Researchers often worry that their research might not be accepted by a journal if it has first appeared as a preprint. For decades, many science journals followed the Ingelfinger rule: They would not publish anything that had appeared elsewhere.
However, the exact rules vary. The New England Journal of Medicine and the JAMA Network journals are some of the least preprint-friendly. Although they do not forbid preprints, they say they are less likely to publish research that has received significant publicity. Worse, many journals lack policies: According to a study published in January 2020, 39 percent of journals have “unclear” policies on whether they accept manuscripts posted as preprints2.
Researchers can consult SHERPA RoMEO, a database of publisher copyright policies, for a specific journal’s policy.
At what point should researchers post a preprint?
There are several possible strategies.
If the research has a chance of being published in a top journal that is not preprint-friendly, many researchers opt to submit it to the journal first. If the journal rejects the paper, the researchers may post their manuscript to the preprint server before trying another journal.
But increasingly, researchers are posting the preprint first and worrying about submitting to journals afterward. “Some people actually post it as a preprint and then see what the feedback is,” Norman says. This approach may not harm its chances of acceptance and may even help it: Some journal editors trawl preprint servers for interesting manuscripts and then approach the researchers.
Researchers who have already submitted their paper to a journal often let the editors know before posting a preprint version.
When can researchers talk to the media about a preprint?
Journals have varying rules about this. Some insist on no contact with journalists until the journal is about to publish the study. Others may forbid actively contacting journalists about a preprint but permit researchers to answer questions if journalists contact them.
Researchers have little recourse to stop journalists from covering their preprints. Many science journalists use preprint sites such as bioRxiv, which are in the public domain, to find stories. If a journalist does get in touch, one solution may be for the researchers to ask the journal to accelerate the review process.
What sort of research should not be posted on preprint servers?

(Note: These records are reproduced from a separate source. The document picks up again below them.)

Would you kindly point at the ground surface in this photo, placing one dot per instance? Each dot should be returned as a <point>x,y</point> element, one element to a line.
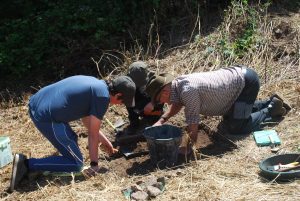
<point>226,167</point>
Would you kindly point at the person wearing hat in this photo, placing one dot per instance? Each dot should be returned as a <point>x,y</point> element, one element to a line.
<point>229,92</point>
<point>54,106</point>
<point>140,74</point>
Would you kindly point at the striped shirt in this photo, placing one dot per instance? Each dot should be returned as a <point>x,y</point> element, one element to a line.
<point>207,93</point>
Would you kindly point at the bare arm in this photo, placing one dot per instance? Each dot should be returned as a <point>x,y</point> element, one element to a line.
<point>173,110</point>
<point>193,132</point>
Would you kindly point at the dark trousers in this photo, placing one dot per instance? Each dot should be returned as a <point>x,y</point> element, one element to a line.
<point>246,114</point>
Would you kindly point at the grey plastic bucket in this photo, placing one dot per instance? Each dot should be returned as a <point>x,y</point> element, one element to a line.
<point>163,143</point>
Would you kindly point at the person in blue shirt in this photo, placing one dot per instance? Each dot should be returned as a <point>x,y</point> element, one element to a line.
<point>54,106</point>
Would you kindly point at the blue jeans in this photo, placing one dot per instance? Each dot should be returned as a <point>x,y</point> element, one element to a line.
<point>64,139</point>
<point>257,111</point>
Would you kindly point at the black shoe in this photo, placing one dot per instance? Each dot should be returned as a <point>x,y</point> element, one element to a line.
<point>276,108</point>
<point>285,103</point>
<point>19,171</point>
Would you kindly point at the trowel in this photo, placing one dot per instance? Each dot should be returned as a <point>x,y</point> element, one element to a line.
<point>119,122</point>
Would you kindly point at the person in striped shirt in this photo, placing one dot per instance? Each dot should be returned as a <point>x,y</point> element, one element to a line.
<point>230,92</point>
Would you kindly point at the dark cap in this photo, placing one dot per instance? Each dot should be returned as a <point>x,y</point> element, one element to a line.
<point>139,73</point>
<point>125,85</point>
<point>156,83</point>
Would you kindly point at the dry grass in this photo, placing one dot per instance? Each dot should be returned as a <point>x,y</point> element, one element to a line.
<point>233,175</point>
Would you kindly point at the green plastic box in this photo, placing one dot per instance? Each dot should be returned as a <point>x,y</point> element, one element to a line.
<point>263,138</point>
<point>5,151</point>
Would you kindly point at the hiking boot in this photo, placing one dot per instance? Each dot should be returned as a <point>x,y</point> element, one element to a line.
<point>286,104</point>
<point>19,171</point>
<point>276,108</point>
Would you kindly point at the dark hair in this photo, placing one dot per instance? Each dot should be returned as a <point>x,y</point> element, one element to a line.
<point>112,90</point>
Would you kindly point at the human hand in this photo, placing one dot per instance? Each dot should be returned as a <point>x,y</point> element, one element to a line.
<point>91,171</point>
<point>158,123</point>
<point>109,149</point>
<point>148,108</point>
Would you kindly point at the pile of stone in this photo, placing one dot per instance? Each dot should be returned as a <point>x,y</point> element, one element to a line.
<point>145,190</point>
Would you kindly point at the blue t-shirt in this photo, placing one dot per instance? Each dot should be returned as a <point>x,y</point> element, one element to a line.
<point>70,99</point>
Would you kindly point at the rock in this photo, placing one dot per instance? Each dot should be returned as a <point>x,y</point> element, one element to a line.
<point>159,185</point>
<point>151,181</point>
<point>153,191</point>
<point>139,195</point>
<point>135,188</point>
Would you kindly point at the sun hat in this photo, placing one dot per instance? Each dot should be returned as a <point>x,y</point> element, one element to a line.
<point>126,86</point>
<point>156,83</point>
<point>139,73</point>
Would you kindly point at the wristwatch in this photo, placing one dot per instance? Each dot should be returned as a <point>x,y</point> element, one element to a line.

Researchers sometimes generate findings that are particularly newsworthy — for example, research identifying the origins of autism. In this situation, researchers may choose to publish via a peer-reviewed journal so that they can control how and when the information becomes public.
Similar concerns may apply to research with commercial import, such as a treatment, technology or product. “You need to be careful,” Norman says. Technology transfer teams at the researchers’ institutions may help them maintain control over the product, perhaps by filing a patent before posting a preprint.
How reliable are the results in preprints?
People should always read scientific papers skeptically.
The traditionalist critique of preprints is that they are unreliable because they have not been peer-reviewed. However, even a peer-reviewed paper has had only about three people look at it — and those three may not all have approved it.
“Peer review is not a guarantee of truth,” Norman says. “Things go through peer review which are later found to be wrong.” Notably, the incorrect and fraudulent research claiming that the measles-mumps-rubella vaccine causes autism passed peer review.
The lesson is not to be unduly wary of preprints, but to be appropriately cautious about all research findings.